Details: Several factors can account for variation between users including differences in experience with AI, differences in expertise, and different setups for the use of AI. Understanding inter-user variation allows us to see whether people's performance converges with better models and how experts and non-experts change with increasing model capability. One possibility is that increases in AI capabilities democratize expertise, which leads to less variation and increased homogeneity in performance. The other possibility is that domain expertise complements language models in ways that non-experts cannot easily replicate. Here, language models serve as a force multiplier that accelerates performance when combined with expertise.
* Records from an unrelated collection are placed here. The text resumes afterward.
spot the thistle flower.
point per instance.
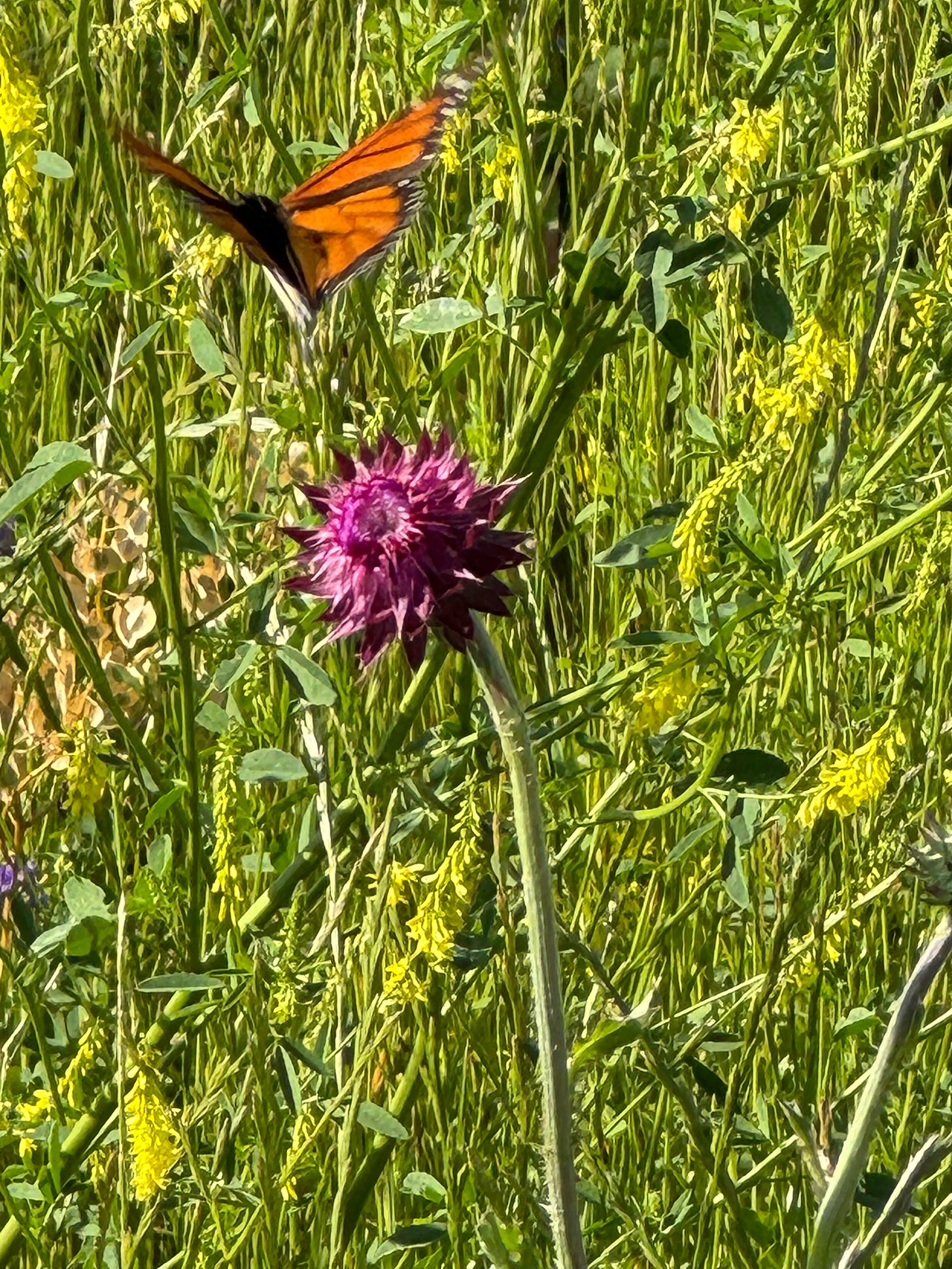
(407, 545)
(853, 779)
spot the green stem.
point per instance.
(543, 948)
(895, 531)
(372, 1168)
(169, 555)
(834, 1211)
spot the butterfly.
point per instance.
(341, 221)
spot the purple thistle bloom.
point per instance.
(407, 545)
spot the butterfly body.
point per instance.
(341, 221)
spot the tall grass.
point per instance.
(728, 968)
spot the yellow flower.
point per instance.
(451, 150)
(21, 103)
(696, 530)
(230, 824)
(35, 1112)
(82, 1065)
(403, 881)
(666, 697)
(86, 773)
(738, 220)
(21, 124)
(815, 369)
(499, 169)
(401, 984)
(752, 137)
(154, 1139)
(853, 779)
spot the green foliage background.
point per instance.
(799, 607)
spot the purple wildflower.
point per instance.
(407, 545)
(21, 876)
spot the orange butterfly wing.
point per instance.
(214, 206)
(350, 214)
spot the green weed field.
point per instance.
(265, 934)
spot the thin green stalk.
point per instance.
(834, 1211)
(801, 178)
(894, 531)
(169, 555)
(376, 1160)
(558, 1150)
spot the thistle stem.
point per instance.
(834, 1211)
(516, 741)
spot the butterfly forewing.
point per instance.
(343, 218)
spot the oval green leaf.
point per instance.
(263, 766)
(439, 316)
(48, 163)
(377, 1119)
(203, 347)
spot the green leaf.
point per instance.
(701, 424)
(307, 677)
(653, 291)
(164, 804)
(408, 1236)
(51, 938)
(632, 550)
(180, 983)
(231, 670)
(205, 348)
(159, 856)
(424, 1185)
(736, 885)
(654, 639)
(857, 1021)
(690, 839)
(288, 1080)
(51, 467)
(675, 337)
(380, 1121)
(439, 316)
(84, 899)
(771, 307)
(262, 766)
(214, 719)
(131, 352)
(607, 1037)
(48, 163)
(767, 220)
(26, 1191)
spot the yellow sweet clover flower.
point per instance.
(31, 1113)
(817, 368)
(82, 1065)
(86, 773)
(666, 697)
(21, 125)
(450, 154)
(154, 1139)
(148, 17)
(855, 779)
(499, 169)
(694, 533)
(230, 820)
(753, 135)
(401, 984)
(443, 904)
(403, 881)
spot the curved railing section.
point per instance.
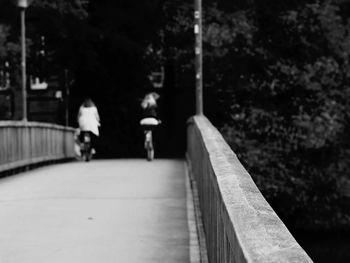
(239, 224)
(27, 143)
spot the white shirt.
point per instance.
(89, 119)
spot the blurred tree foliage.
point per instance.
(283, 94)
(276, 83)
(276, 77)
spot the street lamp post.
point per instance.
(198, 54)
(23, 4)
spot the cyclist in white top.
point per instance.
(89, 120)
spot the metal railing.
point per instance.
(27, 143)
(239, 224)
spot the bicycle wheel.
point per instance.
(150, 154)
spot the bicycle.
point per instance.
(149, 145)
(85, 146)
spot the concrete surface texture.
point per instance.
(103, 211)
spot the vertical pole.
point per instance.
(67, 96)
(23, 65)
(198, 58)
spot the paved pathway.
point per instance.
(104, 211)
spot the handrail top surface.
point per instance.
(34, 124)
(262, 235)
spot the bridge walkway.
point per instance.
(102, 211)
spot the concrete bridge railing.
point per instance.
(239, 224)
(23, 144)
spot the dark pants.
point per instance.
(92, 136)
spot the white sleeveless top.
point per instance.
(89, 119)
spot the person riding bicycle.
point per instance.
(149, 106)
(89, 121)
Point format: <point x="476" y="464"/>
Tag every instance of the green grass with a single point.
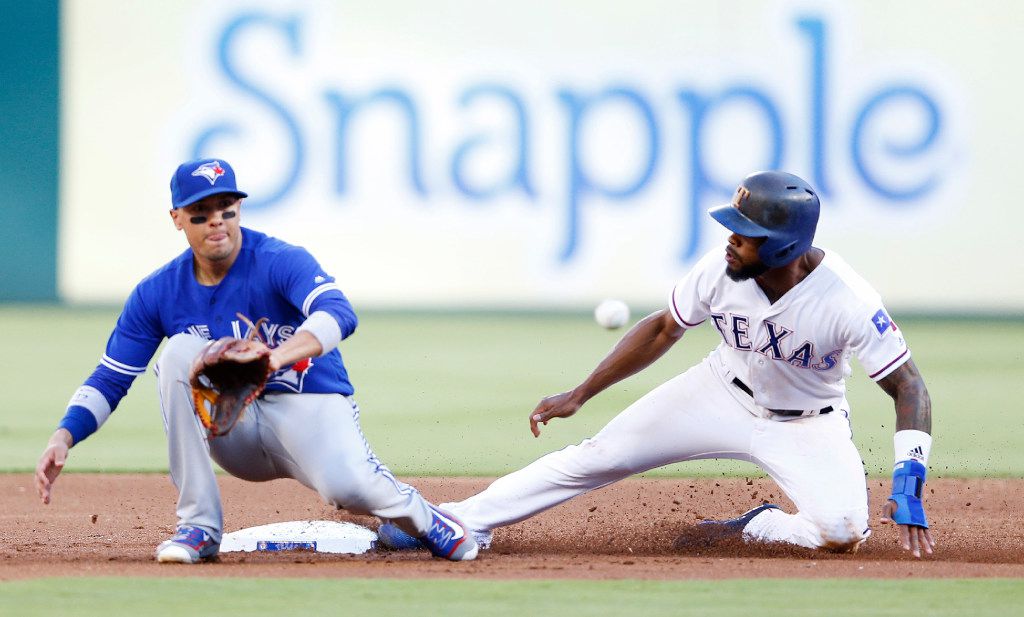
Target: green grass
<point x="104" y="597"/>
<point x="449" y="394"/>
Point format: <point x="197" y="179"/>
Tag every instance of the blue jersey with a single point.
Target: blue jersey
<point x="269" y="278"/>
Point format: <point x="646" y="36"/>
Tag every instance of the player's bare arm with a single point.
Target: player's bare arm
<point x="639" y="348"/>
<point x="913" y="412"/>
<point x="51" y="463"/>
<point x="913" y="406"/>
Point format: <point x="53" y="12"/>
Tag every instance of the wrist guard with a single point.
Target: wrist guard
<point x="908" y="483"/>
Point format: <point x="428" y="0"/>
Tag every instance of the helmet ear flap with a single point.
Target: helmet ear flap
<point x="781" y="256"/>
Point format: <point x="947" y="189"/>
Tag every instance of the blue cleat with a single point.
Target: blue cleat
<point x="391" y="537"/>
<point x="188" y="545"/>
<point x="448" y="538"/>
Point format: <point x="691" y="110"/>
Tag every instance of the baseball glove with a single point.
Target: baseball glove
<point x="226" y="377"/>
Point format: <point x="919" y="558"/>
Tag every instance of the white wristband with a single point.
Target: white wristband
<point x="325" y="327"/>
<point x="912" y="445"/>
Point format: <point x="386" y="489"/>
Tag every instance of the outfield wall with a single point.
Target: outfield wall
<point x="546" y="153"/>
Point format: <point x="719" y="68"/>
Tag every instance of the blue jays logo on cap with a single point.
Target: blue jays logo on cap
<point x="881" y="321"/>
<point x="197" y="179"/>
<point x="210" y="171"/>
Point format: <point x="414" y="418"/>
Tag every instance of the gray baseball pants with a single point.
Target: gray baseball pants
<point x="312" y="438"/>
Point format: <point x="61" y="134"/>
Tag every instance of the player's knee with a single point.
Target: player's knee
<point x="354" y="494"/>
<point x="597" y="457"/>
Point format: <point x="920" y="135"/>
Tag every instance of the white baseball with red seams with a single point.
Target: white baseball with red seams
<point x="788" y="356"/>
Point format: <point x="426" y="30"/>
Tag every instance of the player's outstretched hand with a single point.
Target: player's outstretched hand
<point x="51" y="463"/>
<point x="558" y="405"/>
<point x="912" y="537"/>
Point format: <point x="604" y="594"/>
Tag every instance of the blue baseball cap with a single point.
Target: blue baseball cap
<point x="197" y="179"/>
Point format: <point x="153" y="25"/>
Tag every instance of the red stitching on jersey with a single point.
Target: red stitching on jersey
<point x="883" y="369"/>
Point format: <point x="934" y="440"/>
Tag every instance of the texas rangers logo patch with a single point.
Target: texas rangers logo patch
<point x="210" y="171"/>
<point x="881" y="321"/>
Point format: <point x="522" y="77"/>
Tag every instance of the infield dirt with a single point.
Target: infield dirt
<point x="111" y="524"/>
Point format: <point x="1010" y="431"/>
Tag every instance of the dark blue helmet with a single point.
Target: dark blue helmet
<point x="775" y="206"/>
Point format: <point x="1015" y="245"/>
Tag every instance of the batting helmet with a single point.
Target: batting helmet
<point x="775" y="206"/>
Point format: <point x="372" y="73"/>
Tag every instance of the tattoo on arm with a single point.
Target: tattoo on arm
<point x="913" y="406"/>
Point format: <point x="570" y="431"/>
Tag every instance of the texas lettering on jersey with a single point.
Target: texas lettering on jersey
<point x="777" y="343"/>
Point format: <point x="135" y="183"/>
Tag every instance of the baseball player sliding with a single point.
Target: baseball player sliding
<point x="304" y="426"/>
<point x="773" y="392"/>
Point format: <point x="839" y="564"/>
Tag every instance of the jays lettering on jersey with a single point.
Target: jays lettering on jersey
<point x="269" y="278"/>
<point x="793" y="354"/>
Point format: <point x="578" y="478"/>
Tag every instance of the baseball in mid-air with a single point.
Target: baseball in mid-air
<point x="611" y="314"/>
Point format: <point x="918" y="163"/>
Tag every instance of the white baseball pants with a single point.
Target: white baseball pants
<point x="313" y="438"/>
<point x="698" y="415"/>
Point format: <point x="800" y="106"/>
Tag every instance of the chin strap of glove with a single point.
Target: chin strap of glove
<point x="908" y="483"/>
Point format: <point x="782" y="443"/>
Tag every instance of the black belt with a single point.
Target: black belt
<point x="747" y="389"/>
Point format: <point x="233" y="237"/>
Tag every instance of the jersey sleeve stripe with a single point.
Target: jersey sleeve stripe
<point x="316" y="293"/>
<point x="676" y="314"/>
<point x="121" y="366"/>
<point x="883" y="369"/>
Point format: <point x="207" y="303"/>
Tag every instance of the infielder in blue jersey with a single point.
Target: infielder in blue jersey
<point x="306" y="424"/>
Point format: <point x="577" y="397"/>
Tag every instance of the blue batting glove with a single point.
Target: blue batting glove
<point x="908" y="482"/>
We note that expertise can be subdivided into multiple aspects, including expertise related to AI and expertise in a particular domain.
Conjecture: Individual-level heterogeneity will dominate, especially as models become more competent. Expertise will be maintained even as models improve because the main inhibitor is skill in using language models, and experts are better at evaluating LLM output.

We still have some ways to go to be able to answer these questions, as we still need to figure out what the right metric is for different tasks and to collect data that estimates real-world performance. Studies such as the one involving translation show that this is tractable, but we just need to scale this up across a wider task distribution.